Várias leis foram criadas para proteger as minorias. Durante várias décadas muitas campanhas foram feitas para tornar a sociedade mais justa. Mesmo com tanto esforço, a sociedade possui muitos preconceitos e está longe do problema ser solucionado. 

O empresariado é uma classe mais ortodoxa e que tem os pensamentos mais aliados com a população. Donald Trump em sua campanha disse o que a maioria do povo estadunidense gostaria de ouvir, mas que não teria coragem de se expressar. Acontece que, o mundo já não é regido pelos mesmos poderes que o século XX, os desafios desse novo governo vão ser muito grandes. 

A desconfiança do governo e movimentos separatistas

O governo não é visto como uma entidade confiável para muitas pessoas. Vários cidadãos não querem e não gostam da ideia de terem que pagar para a construção do Estado e seu aparato. A indignação de não sentir parte de uma nação faz surgir grupo separatistas.

A elite do Estado não quer ficar para trás e deseja ser igual ou superior ao empresariado.
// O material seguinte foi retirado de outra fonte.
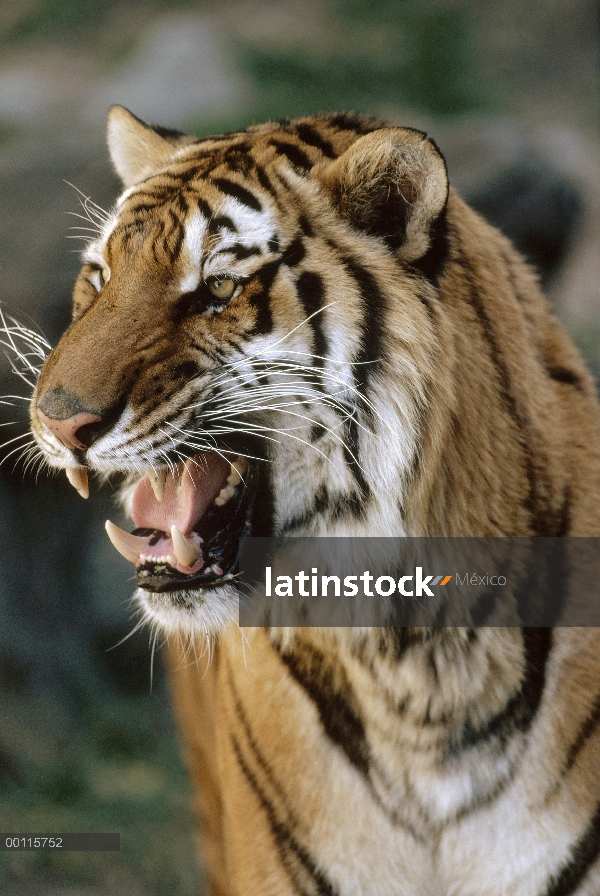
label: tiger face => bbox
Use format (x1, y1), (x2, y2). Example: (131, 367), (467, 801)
(31, 106), (448, 631)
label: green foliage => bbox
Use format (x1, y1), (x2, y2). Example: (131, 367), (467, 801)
(241, 0), (488, 118)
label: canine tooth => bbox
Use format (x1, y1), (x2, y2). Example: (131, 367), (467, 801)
(104, 520), (148, 563)
(65, 467), (90, 498)
(148, 467), (167, 503)
(171, 525), (202, 569)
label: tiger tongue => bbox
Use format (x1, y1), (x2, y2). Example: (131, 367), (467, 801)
(131, 451), (231, 535)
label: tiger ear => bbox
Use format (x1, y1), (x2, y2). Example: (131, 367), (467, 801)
(107, 106), (195, 187)
(319, 128), (448, 262)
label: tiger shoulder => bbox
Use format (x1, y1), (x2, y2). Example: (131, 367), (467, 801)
(31, 107), (600, 896)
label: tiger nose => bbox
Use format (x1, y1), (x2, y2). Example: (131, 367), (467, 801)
(37, 389), (102, 451)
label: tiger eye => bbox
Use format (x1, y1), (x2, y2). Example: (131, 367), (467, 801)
(207, 277), (236, 299)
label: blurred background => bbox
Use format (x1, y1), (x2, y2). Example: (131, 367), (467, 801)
(0, 0), (600, 896)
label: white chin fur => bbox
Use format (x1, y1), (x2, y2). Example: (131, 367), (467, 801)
(134, 585), (238, 638)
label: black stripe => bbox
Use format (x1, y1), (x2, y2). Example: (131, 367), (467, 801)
(269, 140), (312, 172)
(280, 642), (370, 778)
(230, 734), (336, 896)
(546, 363), (585, 393)
(163, 209), (185, 264)
(228, 668), (298, 829)
(296, 271), (328, 367)
(211, 177), (262, 212)
(256, 165), (279, 199)
(545, 806), (600, 896)
(196, 196), (212, 220)
(325, 112), (380, 134)
(281, 236), (306, 268)
(298, 215), (315, 237)
(414, 206), (450, 285)
(459, 250), (560, 537)
(249, 259), (281, 335)
(294, 122), (337, 159)
(344, 257), (385, 404)
(562, 694), (600, 775)
(344, 417), (371, 508)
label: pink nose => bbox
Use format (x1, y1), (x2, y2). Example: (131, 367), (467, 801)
(37, 406), (102, 451)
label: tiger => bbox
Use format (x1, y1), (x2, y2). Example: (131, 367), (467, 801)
(30, 106), (600, 896)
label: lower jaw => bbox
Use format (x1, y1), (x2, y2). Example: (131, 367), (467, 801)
(134, 462), (255, 603)
(134, 582), (239, 638)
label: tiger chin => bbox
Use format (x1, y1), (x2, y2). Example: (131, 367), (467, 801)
(31, 106), (600, 896)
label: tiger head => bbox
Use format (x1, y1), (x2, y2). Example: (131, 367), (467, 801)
(31, 106), (584, 631)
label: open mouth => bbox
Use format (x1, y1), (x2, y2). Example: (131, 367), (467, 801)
(106, 451), (252, 591)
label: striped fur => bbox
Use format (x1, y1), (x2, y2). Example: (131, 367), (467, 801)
(32, 107), (600, 896)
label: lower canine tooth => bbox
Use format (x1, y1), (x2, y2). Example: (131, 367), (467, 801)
(148, 467), (167, 503)
(104, 520), (148, 563)
(171, 526), (202, 569)
(65, 467), (90, 498)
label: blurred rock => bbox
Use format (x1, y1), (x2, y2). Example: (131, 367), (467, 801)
(469, 160), (583, 289)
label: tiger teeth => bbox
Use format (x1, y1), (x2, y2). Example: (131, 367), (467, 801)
(104, 520), (148, 563)
(147, 467), (167, 504)
(140, 554), (177, 575)
(65, 467), (90, 498)
(171, 526), (202, 569)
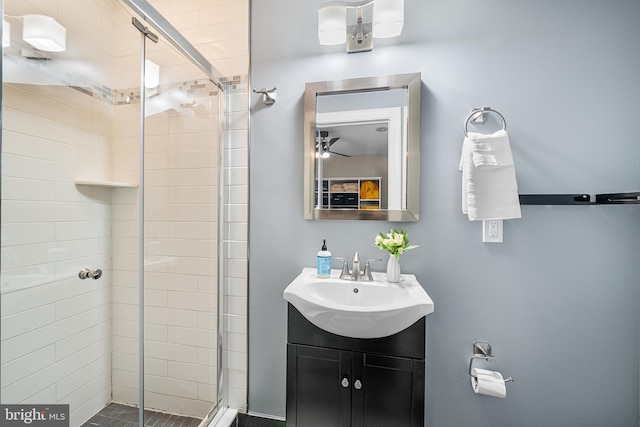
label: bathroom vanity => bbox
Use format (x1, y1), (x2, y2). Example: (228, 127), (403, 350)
(283, 268), (434, 427)
(287, 304), (426, 427)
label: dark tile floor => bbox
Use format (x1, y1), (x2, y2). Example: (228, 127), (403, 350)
(82, 403), (202, 427)
(237, 414), (286, 427)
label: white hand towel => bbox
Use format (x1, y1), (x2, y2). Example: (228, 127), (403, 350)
(459, 130), (522, 221)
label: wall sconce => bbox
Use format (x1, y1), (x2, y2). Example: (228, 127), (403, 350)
(318, 0), (404, 53)
(22, 15), (67, 52)
(2, 19), (11, 47)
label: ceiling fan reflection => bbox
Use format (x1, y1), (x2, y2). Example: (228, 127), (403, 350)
(316, 130), (351, 158)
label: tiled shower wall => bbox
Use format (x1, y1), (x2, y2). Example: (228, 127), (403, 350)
(0, 84), (112, 426)
(1, 0), (248, 425)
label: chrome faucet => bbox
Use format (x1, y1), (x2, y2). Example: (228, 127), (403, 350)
(335, 252), (382, 282)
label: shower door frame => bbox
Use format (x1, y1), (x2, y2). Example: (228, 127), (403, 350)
(122, 0), (226, 426)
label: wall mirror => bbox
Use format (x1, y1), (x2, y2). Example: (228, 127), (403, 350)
(304, 73), (421, 221)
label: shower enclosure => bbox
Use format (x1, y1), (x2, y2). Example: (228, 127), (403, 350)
(0, 0), (230, 427)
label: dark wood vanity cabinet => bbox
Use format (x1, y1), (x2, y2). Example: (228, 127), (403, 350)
(287, 305), (425, 427)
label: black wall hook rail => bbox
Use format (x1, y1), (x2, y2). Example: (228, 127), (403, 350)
(520, 192), (640, 205)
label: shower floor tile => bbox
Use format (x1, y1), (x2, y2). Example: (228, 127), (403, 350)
(82, 403), (202, 427)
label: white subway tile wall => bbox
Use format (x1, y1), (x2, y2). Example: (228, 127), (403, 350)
(0, 0), (249, 426)
(0, 82), (112, 425)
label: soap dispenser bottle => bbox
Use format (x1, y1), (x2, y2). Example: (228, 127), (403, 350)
(317, 239), (331, 279)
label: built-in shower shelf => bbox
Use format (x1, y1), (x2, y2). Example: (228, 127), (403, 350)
(75, 179), (138, 188)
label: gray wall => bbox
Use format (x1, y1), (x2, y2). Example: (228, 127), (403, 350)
(249, 0), (640, 427)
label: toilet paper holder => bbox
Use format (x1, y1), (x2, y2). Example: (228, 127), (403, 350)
(469, 341), (513, 383)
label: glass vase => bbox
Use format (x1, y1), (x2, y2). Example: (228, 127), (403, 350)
(387, 254), (400, 283)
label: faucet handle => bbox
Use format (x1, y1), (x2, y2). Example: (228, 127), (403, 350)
(333, 256), (349, 279)
(363, 258), (382, 282)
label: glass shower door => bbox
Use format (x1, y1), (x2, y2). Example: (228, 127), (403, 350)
(113, 12), (218, 419)
(0, 0), (139, 426)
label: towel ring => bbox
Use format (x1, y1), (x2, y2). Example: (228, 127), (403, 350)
(464, 107), (507, 136)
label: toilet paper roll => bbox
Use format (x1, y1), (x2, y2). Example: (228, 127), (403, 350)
(471, 368), (507, 399)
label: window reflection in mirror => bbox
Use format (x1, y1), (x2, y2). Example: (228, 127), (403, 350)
(305, 73), (420, 221)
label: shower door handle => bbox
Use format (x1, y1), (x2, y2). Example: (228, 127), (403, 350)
(78, 268), (102, 280)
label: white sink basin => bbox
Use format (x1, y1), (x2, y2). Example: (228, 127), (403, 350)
(283, 268), (434, 338)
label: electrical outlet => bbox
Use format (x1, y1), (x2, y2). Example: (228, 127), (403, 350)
(482, 219), (502, 243)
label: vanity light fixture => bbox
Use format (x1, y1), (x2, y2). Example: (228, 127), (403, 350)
(22, 15), (67, 52)
(2, 19), (11, 47)
(318, 0), (404, 53)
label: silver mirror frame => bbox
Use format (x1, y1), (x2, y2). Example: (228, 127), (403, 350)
(303, 73), (422, 222)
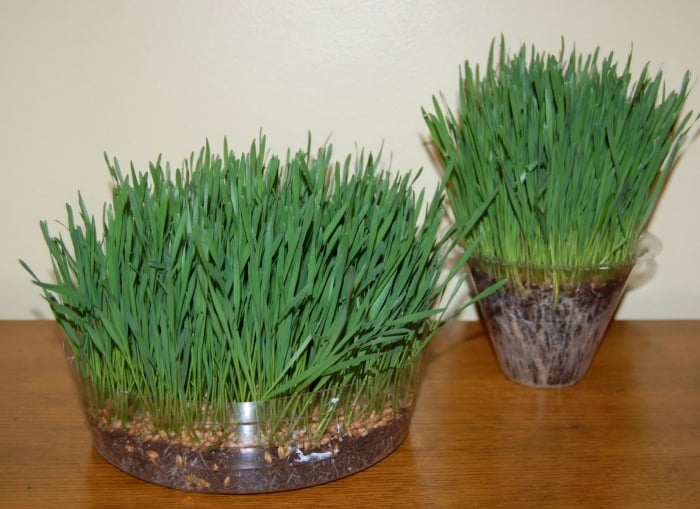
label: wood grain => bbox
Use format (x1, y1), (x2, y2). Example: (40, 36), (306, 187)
(0, 321), (700, 509)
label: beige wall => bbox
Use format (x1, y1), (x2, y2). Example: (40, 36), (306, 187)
(0, 0), (700, 318)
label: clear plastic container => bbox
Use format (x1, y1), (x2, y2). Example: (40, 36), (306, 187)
(469, 234), (661, 387)
(73, 359), (420, 493)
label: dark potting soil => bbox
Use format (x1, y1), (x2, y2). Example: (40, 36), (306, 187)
(90, 409), (411, 493)
(471, 268), (629, 387)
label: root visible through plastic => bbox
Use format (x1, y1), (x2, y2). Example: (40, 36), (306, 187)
(90, 401), (413, 493)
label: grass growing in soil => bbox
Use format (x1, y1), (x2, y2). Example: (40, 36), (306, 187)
(423, 39), (691, 287)
(22, 137), (494, 440)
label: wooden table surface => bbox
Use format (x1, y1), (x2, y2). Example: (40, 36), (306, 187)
(0, 321), (700, 509)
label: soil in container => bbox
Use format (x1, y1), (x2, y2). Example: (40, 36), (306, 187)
(470, 263), (632, 387)
(89, 390), (413, 493)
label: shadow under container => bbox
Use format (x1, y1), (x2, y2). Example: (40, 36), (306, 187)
(71, 358), (420, 494)
(469, 234), (661, 387)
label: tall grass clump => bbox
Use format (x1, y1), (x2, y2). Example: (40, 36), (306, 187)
(22, 137), (498, 432)
(423, 38), (691, 285)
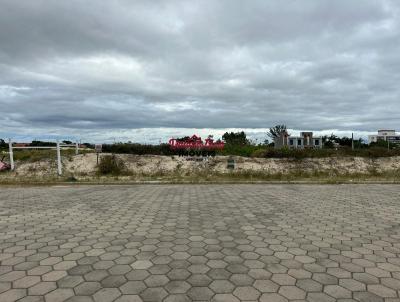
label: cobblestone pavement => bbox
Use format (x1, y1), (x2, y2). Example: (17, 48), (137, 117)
(0, 185), (400, 302)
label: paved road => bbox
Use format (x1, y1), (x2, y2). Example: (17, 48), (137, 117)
(0, 185), (400, 302)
O empresário no capitalismo tem um papel muito respeitado, enquanto a elite do Estado é vista como uma espécie de parasita que se aproveita do monopólio da força para buscar seus próprios interesses.

A desconfiança e a insegurança de não ter direitos fazem com que grupos menores queiram ter o domínio do seu próprio território e se livrar do poder central. As pessoas têm uma falsa ilusão que é uma tarefa fácil se separar de um determinado domínio. O Estado tem a monopólio da força, vai ser muito difícil alguém vencer a potência de um poder maior. Normalmente conflitos de interesse geram guerras, mesmo com a tensão de uma guerra, os separatistas podem não consegui atingir os seus objetivos. 
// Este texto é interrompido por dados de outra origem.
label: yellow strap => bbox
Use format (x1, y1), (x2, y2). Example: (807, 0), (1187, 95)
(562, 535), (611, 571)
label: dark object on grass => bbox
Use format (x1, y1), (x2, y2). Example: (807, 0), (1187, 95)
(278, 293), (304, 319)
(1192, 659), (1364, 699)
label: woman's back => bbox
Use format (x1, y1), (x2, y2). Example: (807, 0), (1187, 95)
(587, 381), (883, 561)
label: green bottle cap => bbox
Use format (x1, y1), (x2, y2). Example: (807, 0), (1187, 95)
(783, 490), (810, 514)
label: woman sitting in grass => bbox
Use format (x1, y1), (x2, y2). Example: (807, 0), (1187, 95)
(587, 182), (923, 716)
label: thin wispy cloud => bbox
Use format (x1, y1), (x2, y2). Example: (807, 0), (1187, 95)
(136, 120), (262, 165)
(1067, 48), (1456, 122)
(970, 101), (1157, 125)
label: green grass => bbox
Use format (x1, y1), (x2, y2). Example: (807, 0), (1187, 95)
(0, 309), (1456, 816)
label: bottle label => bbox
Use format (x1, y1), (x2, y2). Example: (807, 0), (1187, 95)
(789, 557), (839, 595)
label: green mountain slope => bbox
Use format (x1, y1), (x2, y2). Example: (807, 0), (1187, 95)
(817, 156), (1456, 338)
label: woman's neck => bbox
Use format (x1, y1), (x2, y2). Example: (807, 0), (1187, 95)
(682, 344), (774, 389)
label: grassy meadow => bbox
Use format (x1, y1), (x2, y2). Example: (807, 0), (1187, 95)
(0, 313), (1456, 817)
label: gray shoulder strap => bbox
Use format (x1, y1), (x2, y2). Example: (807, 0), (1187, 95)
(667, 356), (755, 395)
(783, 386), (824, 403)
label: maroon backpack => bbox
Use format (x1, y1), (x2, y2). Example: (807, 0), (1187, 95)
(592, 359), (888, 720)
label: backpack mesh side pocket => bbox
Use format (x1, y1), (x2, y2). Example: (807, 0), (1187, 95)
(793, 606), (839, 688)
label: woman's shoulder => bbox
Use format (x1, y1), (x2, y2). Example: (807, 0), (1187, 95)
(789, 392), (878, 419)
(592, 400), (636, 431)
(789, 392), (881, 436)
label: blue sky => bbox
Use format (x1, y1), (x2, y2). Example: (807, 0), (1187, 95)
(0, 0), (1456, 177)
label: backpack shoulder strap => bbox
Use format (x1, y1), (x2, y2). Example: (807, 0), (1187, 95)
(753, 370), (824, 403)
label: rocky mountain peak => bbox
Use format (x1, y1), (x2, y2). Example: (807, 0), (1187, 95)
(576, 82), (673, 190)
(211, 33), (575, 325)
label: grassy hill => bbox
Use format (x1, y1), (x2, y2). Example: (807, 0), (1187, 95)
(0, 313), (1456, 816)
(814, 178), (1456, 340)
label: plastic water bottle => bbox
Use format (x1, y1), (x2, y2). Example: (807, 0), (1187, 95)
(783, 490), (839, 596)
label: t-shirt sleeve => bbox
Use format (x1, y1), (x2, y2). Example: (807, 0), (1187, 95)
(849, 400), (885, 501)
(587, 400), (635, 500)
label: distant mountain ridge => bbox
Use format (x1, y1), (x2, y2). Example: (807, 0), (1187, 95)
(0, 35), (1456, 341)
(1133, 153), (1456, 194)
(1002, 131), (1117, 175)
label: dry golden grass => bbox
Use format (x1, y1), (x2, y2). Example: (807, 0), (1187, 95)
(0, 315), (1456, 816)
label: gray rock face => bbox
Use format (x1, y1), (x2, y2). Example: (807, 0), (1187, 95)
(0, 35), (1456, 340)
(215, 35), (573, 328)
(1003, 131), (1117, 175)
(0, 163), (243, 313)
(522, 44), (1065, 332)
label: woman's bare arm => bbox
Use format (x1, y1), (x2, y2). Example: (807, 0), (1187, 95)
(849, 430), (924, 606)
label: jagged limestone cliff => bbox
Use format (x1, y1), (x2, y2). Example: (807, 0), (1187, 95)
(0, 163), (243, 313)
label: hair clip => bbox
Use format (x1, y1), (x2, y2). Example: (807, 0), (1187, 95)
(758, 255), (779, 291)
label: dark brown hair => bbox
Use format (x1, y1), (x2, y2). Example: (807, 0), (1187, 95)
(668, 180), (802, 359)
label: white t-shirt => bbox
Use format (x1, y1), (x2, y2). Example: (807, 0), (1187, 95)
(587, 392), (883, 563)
No sul do Brasil vemos um movimento separatista mais visível. Como os sulistas, as pessoas de outras localidades também estão com um sentimento de frustração de como se configura o sistema político brasileiro. Muita gente é muito ingênua e acredita que apenas acreditar e apoiar o movimento vai fazer as coisas acontecerem. O processo de federalização dentro do território brasileiro é muito forte, desfazer isso é uma tarefa um tanto quanto complicada. Acredito que devemos trabalhar para fortalecer os governos locais e as pessoas terem mais controle com o dinheiro dos impostos estão sendo usados. 

Tenho uma ideia um tanto quanto diferente do que é posto na realidade. Acredito que repasse de imposto deveria na maior parte ser utilizada na administração do bairro/região que esta renda foi recolhida. Dessa forma, a comunidade da localidade usaria a verba para aquilo que a população da localidade precisasse. O governo federal deveria preocupar apenas em defesa. As unidades federativas deveriam ter mais autonomia e depender apenas de si. Este modelo geraria mais competitividade e dessa forma gerando mais inovação. A adaptação do estilo de vida seria mais harmoniosa, sendo mais compatível com cada região. 

Espero que o Estado posso se reorganizar para entregar uma paz social e erradicar a pobreza. Se este sistema cair, que o próximo pense mais em evoluir o ser humano para um caminho que não leve a destruição.